Can you flimflam a ghost?
It's 1934. Former medium Dashiel Quicke travels the country debunking spiritualism and false mediums while struggling to stay ahead of his ex-business partner and lover who wants him back at any cost. During a demonstration at a college campus, Dashiel meets Hermann Goschalk, an Egyptologist who's convinced that he has a genuine haunted artifact on his hands. Certain there is a rational explanation for whatever is going on with Hermann's relics, Dashiel would rather skip town, but soon finds himself falling for Hermann. He agrees to take a look after all and learns that something is haunting Hermann's office indeed.
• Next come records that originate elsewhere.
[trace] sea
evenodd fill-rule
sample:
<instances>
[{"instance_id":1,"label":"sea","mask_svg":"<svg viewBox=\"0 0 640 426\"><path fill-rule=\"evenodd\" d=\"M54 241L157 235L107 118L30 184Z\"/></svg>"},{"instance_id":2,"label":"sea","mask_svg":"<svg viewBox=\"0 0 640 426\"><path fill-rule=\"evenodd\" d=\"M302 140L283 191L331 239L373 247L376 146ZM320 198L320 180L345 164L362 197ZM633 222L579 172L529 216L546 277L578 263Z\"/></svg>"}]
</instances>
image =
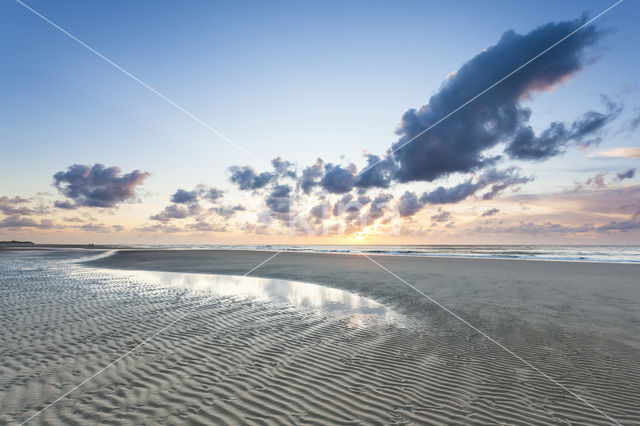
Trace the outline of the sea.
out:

Faced with a real ghost Dashiel is terrified, but when the haunting takes a dangerous turn, he must use the tools of the shady trade he left behind to communicate with this otherworldly spirit before his past closes in.
For readers who enjoy A Marvellous Light by Freya Marske, The House in the Cerulean Sea by TJ Klune, and Malice by Heather Walter
Megaera C. Lorenz was born in Little Rock, AR in 1984, but spent most of her childhood on Guam. The daughter of a geologist and a mathematician, Megaera broke from the family's STEM tradition when she became obsessed with ancient Egypt as a child. She enrolled in college at the University of Guam at age 13 and eventually earned a Ph.D. in Egyptology from the University of Chicago. Over the years she has worked as a museum educator, an instructor of undergraduate and graduate-level Egyptology courses, a field archaeologist, and a professional tech writer and editor.
She has also been writing fiction and creating art for the sheer joy of it since early childhood. In addition to her love of Egyptology, Megaera is fascinated with early 20th-century American history and culture. She's also a connoisseur of the strange and uncanny and is particularly interested in the history of the Spiritualist movement in America. These combined interests sparked the inspiration for her debut novel, The Shabti.
Megaera has lived in the Chicagoland area for nearly 20 years. She currently resides in St. Charles, IL. When she isn't writing, she enjoys spending time with her family, experimenting with digital art, studying Yiddish, and coming up with increasingly bizarre and arcane in-jokes with her friends.